Oblatin werden
Eine Benediktinerinnen Oblatin ist jemand, die sich von der Spiritualität des Hl. Benedikt von Nursia angezogen fühlt, ohne selbst Klosterschwester zu werden. Oblaten leben mitten in der Welt – in Familie, Beruf und Gesellschaft –orientieren sich aber bewusst an der Spiritualität der Benediktsregel.
Der Begriff „Oblate“ kommt vom lateinischen „oblatus“ und bedeutet „dargebracht“ oder „hingegeben“. Gemeint ist keine Flucht aus dem Alltag, sondern eine bewusste Hingabe des eigenen Lebens an Gott im Alltag. Das kann als Oblate mitten in der Welt (Weltoblate) verwirklicht werden oder sogar im Kloster (Klaustraloblatin. Keine Ewigen Gelübde.) Beide bringen sich in einer liturgischen Feier durch Ihre Oblation Gott dar, bleiben aber selbständig und verfügen selbst über ihren Besitz und über ihr Leben.
Was bedeutet es konkret, Oblatin zu sein?

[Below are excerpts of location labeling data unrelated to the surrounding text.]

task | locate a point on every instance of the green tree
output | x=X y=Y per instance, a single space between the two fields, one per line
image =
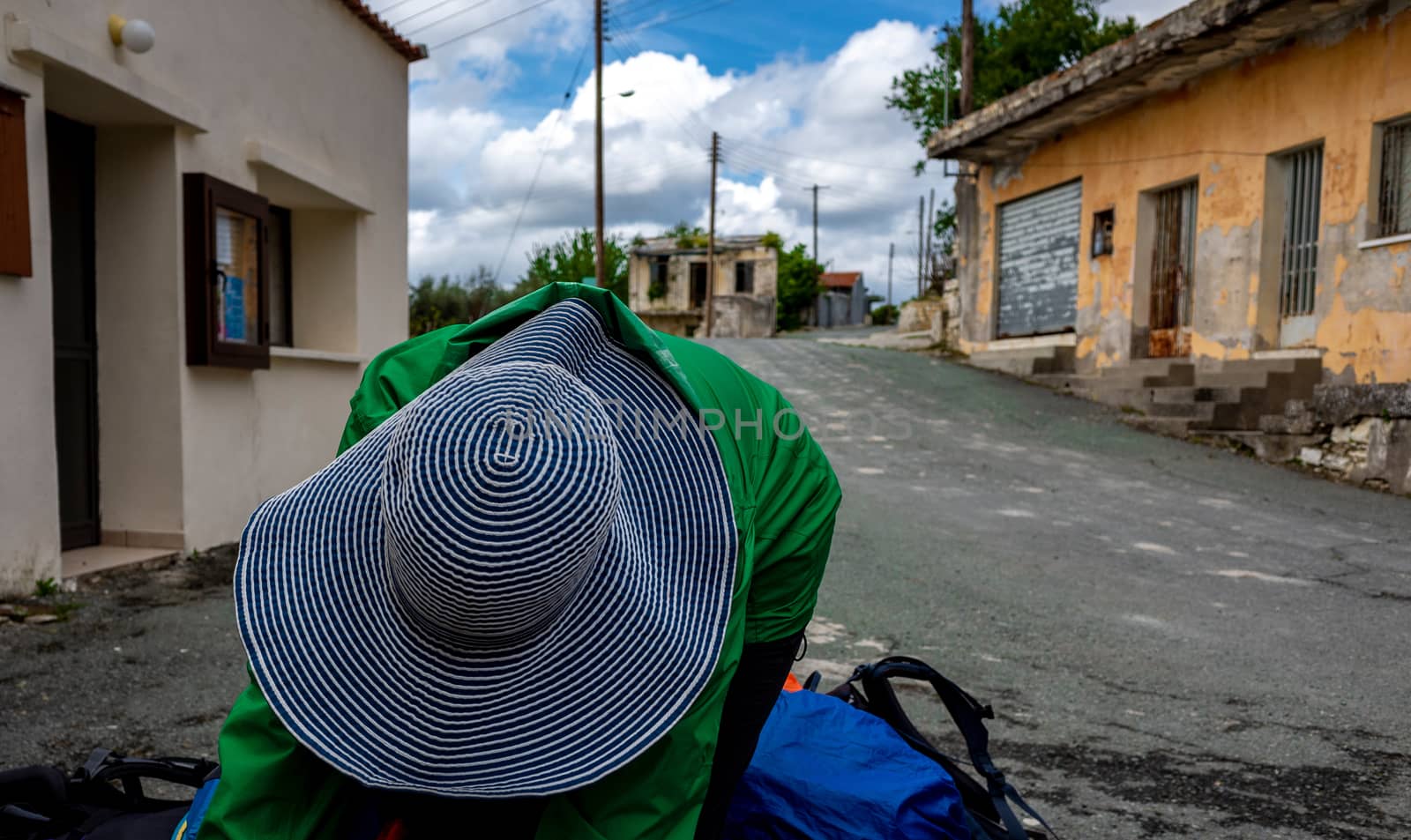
x=688 y=235
x=571 y=260
x=797 y=285
x=1025 y=41
x=437 y=303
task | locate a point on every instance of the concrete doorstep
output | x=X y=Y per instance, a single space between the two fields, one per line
x=96 y=559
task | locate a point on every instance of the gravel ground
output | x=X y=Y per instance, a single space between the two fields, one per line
x=147 y=663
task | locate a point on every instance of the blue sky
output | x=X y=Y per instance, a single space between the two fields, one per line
x=501 y=160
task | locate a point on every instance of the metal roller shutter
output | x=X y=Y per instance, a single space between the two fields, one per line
x=1039 y=263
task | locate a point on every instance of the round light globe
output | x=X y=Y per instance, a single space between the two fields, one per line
x=138 y=35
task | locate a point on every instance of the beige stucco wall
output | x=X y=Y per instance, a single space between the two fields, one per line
x=28 y=463
x=140 y=338
x=1220 y=130
x=192 y=450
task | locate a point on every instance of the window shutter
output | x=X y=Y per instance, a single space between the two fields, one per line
x=14 y=190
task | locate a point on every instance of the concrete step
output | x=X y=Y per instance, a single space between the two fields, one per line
x=1194 y=393
x=1242 y=414
x=1027 y=361
x=1190 y=411
x=1168 y=426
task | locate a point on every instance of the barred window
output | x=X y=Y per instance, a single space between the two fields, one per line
x=744 y=278
x=1394 y=204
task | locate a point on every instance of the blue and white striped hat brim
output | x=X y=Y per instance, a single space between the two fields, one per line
x=469 y=605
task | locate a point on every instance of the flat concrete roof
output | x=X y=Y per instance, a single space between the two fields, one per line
x=1168 y=52
x=667 y=246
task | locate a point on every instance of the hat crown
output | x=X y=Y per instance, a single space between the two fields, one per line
x=498 y=494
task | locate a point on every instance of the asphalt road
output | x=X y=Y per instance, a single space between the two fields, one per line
x=1178 y=642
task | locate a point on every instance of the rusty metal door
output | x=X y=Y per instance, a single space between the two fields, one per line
x=1173 y=271
x=1298 y=271
x=1039 y=263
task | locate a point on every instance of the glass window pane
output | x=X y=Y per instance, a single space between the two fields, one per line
x=237 y=294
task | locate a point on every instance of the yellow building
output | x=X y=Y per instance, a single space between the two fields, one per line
x=202 y=242
x=1232 y=182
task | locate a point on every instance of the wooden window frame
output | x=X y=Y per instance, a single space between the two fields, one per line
x=1102 y=225
x=1390 y=199
x=16 y=244
x=202 y=197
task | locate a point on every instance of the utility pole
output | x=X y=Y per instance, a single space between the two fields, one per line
x=599 y=260
x=967 y=56
x=930 y=226
x=921 y=242
x=710 y=242
x=816 y=188
x=891 y=254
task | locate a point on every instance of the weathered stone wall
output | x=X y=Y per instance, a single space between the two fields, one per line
x=743 y=316
x=917 y=315
x=1358 y=433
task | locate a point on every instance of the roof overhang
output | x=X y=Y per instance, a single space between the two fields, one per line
x=1183 y=45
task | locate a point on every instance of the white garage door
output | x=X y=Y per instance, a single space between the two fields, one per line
x=1039 y=261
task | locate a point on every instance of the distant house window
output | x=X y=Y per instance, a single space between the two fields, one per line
x=661 y=274
x=14 y=190
x=1102 y=232
x=698 y=285
x=281 y=264
x=744 y=278
x=1394 y=197
x=228 y=274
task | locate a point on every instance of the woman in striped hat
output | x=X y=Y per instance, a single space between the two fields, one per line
x=552 y=584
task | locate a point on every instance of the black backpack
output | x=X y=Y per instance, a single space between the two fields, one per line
x=987 y=805
x=101 y=801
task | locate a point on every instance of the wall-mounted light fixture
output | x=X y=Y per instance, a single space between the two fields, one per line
x=134 y=34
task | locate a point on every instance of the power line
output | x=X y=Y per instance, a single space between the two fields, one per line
x=434 y=7
x=691 y=115
x=543 y=155
x=683 y=16
x=822 y=160
x=494 y=23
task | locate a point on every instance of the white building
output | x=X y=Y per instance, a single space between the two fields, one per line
x=201 y=246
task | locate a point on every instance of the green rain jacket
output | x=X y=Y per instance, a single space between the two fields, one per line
x=785 y=496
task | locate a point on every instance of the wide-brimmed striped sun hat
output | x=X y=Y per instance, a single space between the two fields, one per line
x=511 y=586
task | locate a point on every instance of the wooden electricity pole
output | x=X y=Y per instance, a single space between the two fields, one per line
x=921 y=242
x=930 y=226
x=710 y=242
x=600 y=263
x=816 y=188
x=891 y=254
x=967 y=56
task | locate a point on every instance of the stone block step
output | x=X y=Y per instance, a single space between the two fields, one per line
x=1194 y=393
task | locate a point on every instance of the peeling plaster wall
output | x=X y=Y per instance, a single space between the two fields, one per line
x=1220 y=131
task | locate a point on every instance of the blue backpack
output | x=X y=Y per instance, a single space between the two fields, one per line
x=851 y=764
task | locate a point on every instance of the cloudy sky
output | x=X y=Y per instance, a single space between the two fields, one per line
x=501 y=123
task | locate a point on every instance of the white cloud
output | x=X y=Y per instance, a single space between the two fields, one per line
x=787 y=126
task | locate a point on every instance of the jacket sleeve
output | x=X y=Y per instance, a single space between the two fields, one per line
x=797 y=501
x=272 y=787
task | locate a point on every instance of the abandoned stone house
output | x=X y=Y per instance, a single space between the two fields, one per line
x=843 y=301
x=668 y=286
x=1208 y=221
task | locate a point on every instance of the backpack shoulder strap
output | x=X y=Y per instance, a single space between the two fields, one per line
x=968 y=715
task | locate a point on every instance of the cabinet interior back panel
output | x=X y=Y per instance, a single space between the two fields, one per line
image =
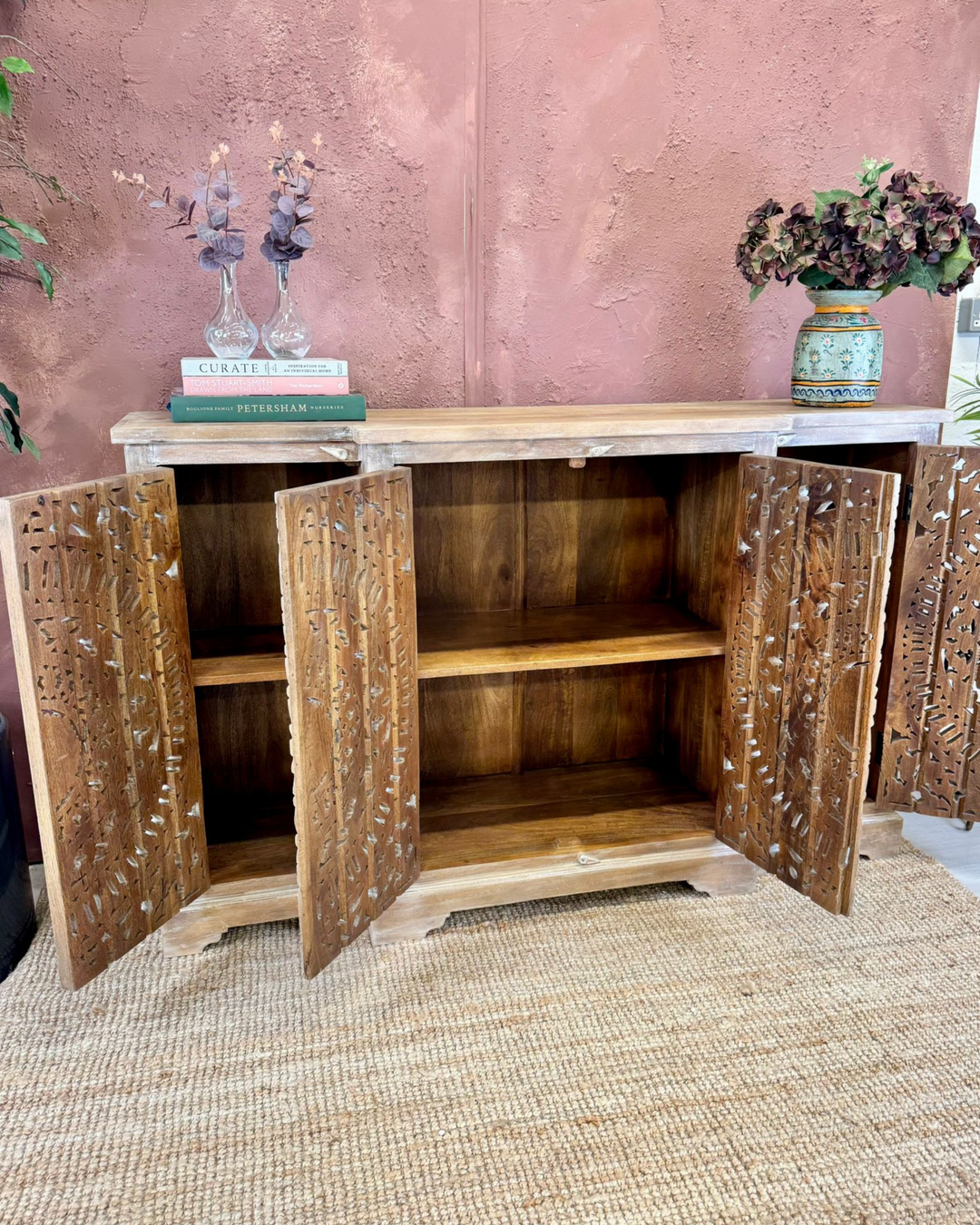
x=533 y=720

Eine Oblatin bemüht sich, zentrale Elemente der benediktinischen Spiritualität in ihr Leben zu integrieren:
Gebet im Alltag
Teilnahme am Stundengebet – zumindest in vereinfachter Form (z. B. Laudes oder Vesper)
Lectio divina
Regelmässige betrachtende Schriftlesung.
„Ora et labora“
Die eigene Arbeit wird als geistlicher Weg verstanden, der eigene Alltag ist auf Gott ausgerichtet.
Mass und Ordnung
Ein geordneter Tagesrhythmus, eine Lebensweise, die Raum gibt für Gott und für das Gebet, und für ein sakramentales Leben (Hl. Messe und Beichte).
Innere Haltung
Demut, Geduld, Hörbereitschaft und Treue im Kleinen. Es geht nicht um Perfektion, sondern um Treue im Gewöhnlichen.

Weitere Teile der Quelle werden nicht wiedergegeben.